We outline several real risks that could invalidate the thesis:

  • Execution risk on acquisitions: Integration could prove costlier than expected and distract management, which would pressure margins and cash flow.
  • Macro demand weakness: A slowdown in construction, MRO spending, or discretionary remodeling could reduce volume for Hillman’s core products and compress top-line growth.
  • Margins and input-cost pressure: Tariffs, freight, or commodity cost shocks could erode gross margins and delay margin recovery assumptions.
  • High P/E sensitivity: With a trailing P/E near 45x, the stock is sensitive to small changes in EPS. An EPS miss could trigger outsized downside even if revenue trends are stable.
  • Limited free cash flow: FCF (~$22M) is modest relative to market cap; if capital allocation disappoints (e.g., expensive M&A or share issuance), the implied valuation may compress further.

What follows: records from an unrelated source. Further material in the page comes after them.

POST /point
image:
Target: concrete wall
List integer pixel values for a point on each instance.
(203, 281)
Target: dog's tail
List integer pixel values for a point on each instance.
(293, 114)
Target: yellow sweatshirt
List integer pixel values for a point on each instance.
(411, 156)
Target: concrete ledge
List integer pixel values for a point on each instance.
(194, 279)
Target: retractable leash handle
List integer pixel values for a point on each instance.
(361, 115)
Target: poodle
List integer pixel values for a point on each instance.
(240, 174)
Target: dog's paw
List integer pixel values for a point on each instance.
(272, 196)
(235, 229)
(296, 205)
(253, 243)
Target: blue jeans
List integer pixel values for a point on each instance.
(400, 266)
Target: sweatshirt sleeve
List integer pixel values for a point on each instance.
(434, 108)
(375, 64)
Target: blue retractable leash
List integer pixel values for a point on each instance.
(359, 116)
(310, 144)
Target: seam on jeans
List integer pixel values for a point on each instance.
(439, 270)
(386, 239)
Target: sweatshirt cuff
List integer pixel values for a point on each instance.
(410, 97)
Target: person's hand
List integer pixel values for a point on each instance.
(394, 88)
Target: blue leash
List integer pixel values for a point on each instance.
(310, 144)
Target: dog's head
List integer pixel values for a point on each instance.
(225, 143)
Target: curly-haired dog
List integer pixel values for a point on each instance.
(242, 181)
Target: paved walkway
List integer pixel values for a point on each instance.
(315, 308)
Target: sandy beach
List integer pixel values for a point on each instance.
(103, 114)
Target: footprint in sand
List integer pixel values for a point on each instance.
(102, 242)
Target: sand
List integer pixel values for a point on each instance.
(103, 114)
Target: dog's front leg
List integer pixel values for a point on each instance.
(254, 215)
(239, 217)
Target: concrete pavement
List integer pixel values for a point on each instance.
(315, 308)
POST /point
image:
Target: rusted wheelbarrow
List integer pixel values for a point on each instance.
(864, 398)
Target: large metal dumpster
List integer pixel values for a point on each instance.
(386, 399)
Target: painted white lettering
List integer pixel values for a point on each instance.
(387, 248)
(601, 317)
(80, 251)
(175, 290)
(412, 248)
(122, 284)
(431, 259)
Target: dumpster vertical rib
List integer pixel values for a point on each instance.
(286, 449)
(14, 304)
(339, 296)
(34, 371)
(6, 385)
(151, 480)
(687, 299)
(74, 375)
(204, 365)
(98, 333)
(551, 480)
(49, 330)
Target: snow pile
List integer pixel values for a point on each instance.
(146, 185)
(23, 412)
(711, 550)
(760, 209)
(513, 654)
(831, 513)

Counterargument: The most persuasive bearish case is that Hillman is a low-growth distributor with a small FCF base and a relatively high earnings multiple; if the M&A roll-up fails to produce meaningful margin lift, the multiple could re-rate lower and the stock could retest the $6-$7 range. That is a credible path and is explicitly what the $6.95 stop protects against.

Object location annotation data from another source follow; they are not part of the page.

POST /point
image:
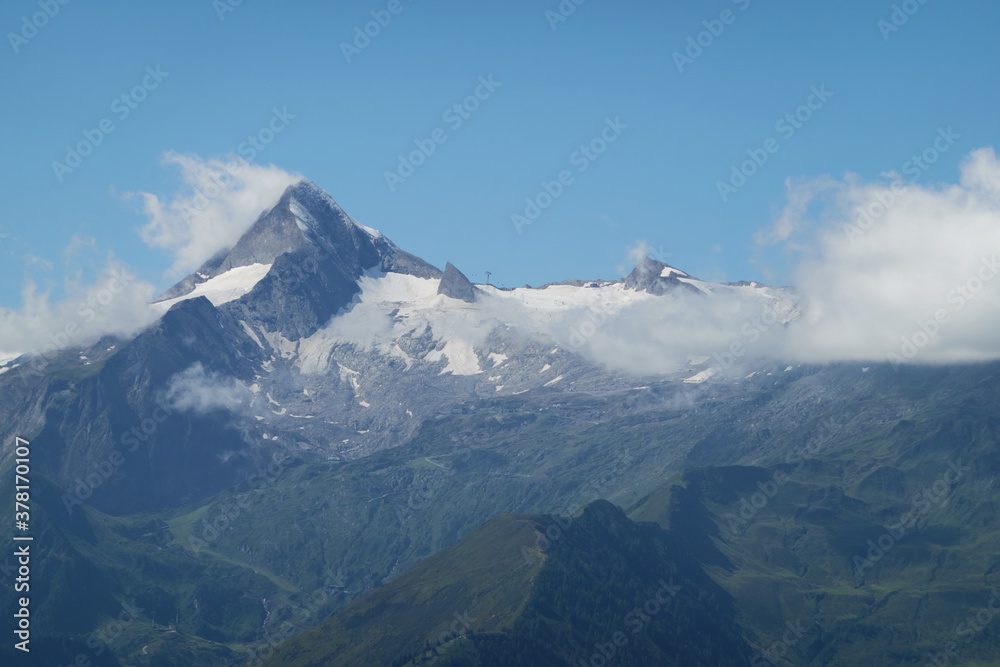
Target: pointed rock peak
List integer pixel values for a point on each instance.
(658, 278)
(456, 285)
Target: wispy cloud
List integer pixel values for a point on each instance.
(219, 201)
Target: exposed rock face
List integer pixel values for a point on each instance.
(456, 285)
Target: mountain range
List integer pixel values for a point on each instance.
(326, 450)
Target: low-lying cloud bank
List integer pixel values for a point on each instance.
(892, 271)
(219, 201)
(889, 271)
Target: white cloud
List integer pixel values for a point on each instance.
(889, 258)
(197, 390)
(115, 302)
(219, 201)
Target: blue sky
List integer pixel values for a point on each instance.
(225, 73)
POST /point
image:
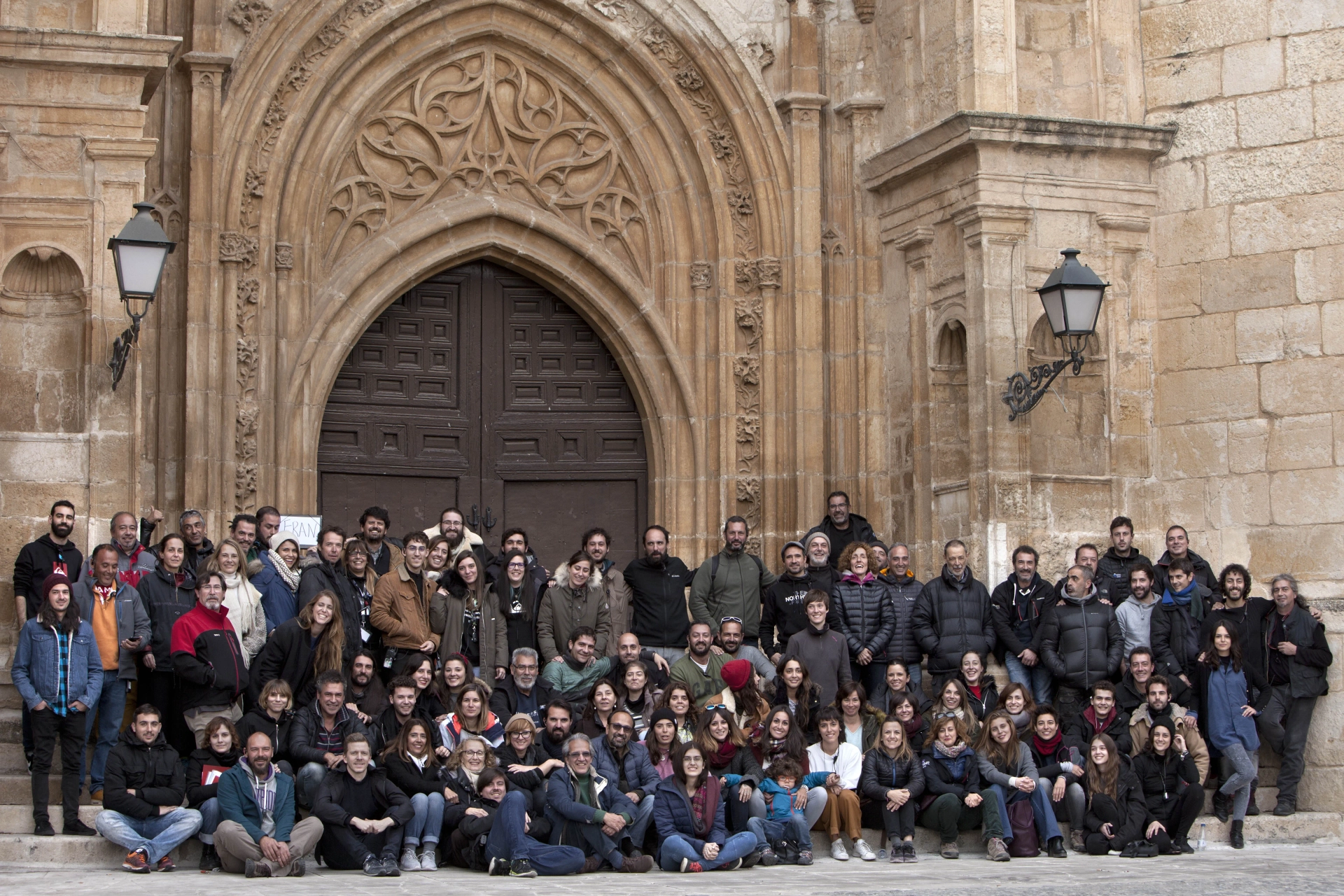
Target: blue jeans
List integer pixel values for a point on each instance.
(1041, 808)
(209, 820)
(428, 820)
(111, 708)
(508, 840)
(158, 836)
(1037, 679)
(676, 848)
(778, 830)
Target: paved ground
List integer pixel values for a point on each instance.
(1301, 871)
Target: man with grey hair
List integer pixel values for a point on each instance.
(1296, 659)
(523, 690)
(589, 812)
(1081, 641)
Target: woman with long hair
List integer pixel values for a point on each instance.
(1016, 700)
(690, 818)
(204, 766)
(465, 613)
(1007, 764)
(981, 688)
(1116, 811)
(905, 707)
(1227, 715)
(601, 703)
(302, 648)
(793, 688)
(678, 699)
(412, 764)
(781, 738)
(726, 751)
(956, 797)
(860, 722)
(660, 741)
(891, 780)
(244, 602)
(472, 718)
(953, 700)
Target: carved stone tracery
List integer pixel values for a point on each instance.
(487, 122)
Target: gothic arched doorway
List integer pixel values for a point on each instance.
(483, 390)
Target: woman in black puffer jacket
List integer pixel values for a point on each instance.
(863, 614)
(891, 782)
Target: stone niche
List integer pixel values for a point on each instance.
(42, 342)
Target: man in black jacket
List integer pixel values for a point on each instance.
(781, 612)
(363, 814)
(523, 691)
(324, 574)
(1114, 566)
(1177, 546)
(840, 527)
(143, 801)
(657, 597)
(318, 735)
(1296, 657)
(1018, 605)
(952, 615)
(1081, 641)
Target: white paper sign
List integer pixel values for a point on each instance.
(305, 527)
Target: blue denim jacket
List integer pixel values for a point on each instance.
(34, 666)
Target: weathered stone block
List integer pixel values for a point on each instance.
(1191, 237)
(1312, 58)
(1308, 498)
(1193, 450)
(1303, 386)
(1247, 442)
(1291, 223)
(1195, 397)
(1275, 333)
(1301, 442)
(1253, 67)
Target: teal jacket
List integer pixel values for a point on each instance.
(237, 802)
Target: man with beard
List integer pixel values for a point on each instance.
(783, 613)
(840, 527)
(1018, 605)
(522, 691)
(452, 526)
(366, 695)
(50, 554)
(732, 583)
(657, 597)
(559, 718)
(701, 668)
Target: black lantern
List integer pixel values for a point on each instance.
(1072, 298)
(140, 253)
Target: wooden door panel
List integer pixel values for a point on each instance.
(556, 514)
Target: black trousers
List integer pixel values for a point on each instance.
(346, 849)
(1180, 817)
(46, 727)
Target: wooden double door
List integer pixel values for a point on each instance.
(482, 390)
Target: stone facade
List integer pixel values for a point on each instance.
(809, 232)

What would change our mind

We would pivot away from this long stance if any of the following occur:

  • Acquisition updates show material customer losses or inventory write-downs tied to Campbell or Delaney integrations.
  • Management materially lowers guidance or reports sequential margin deterioration tied to structural demand weakness in pro channels.
  • Balance sheet deteriorates — e.g., leverage spikes well above current levels or liquidity tightens.

Conclusion

Hillman Solutions is not a growth story in the headline sense, but it is a predictable cash-generating distributor with expanding product categories and recent tuck-ins that should add meaningful net sales in fiscal 2026. The market is pricing significant execution risk into the shares. For disciplined buyers, an entry at $8.20 with a $6.95 stop and a $11.00 target over a 180 trading-day horizon presents a defined, asymmetric trade: limited downside beyond the stop and reasonable upside if integrations and modest margin recovery occur.

Metric Value
Market Cap $1.59B
Enterprise Value $2.29B
EV/EBITDA ~9.18x
P/S ~1.02x
P/E ~45x
Free Cash Flow $22.05M
52-Week Range $6.96 - $10.85

Key milestones to watch

  • Quarterly results and any revised guidance.
  • Integration updates for Campbell Chain & Fittings (announcement 04/06/2026) and Delaney Hardware (announcement 04/13/2026).
  • Progress in Robotics and Digital Solutions on revenue mix and margin expansion.
  • Short interest and volume trends; a rapid move in either direction can amplify price moves given average volumes around 1.8-2.0 million shares.

Bottom line: Hillman is a pragmatic long with defined risk controls. If management executes on integrations and margin recovery, the stock has room to run from current levels. If not, the stop at $6.95 protects capital and limits downside.

Risks

  • Acquisition integration fails or proves more costly than anticipated, pressuring margins and cash flow.
  • Macro weakness in construction/MRO and pro channels reduces revenue and prevents multiple expansion.
  • Tariffs, commodity, or freight cost shocks compress gross margins and slow margin recovery.
  • High P/E sensitivity: small EPS misses could trigger outsized downside despite reasonable enterprise multiples.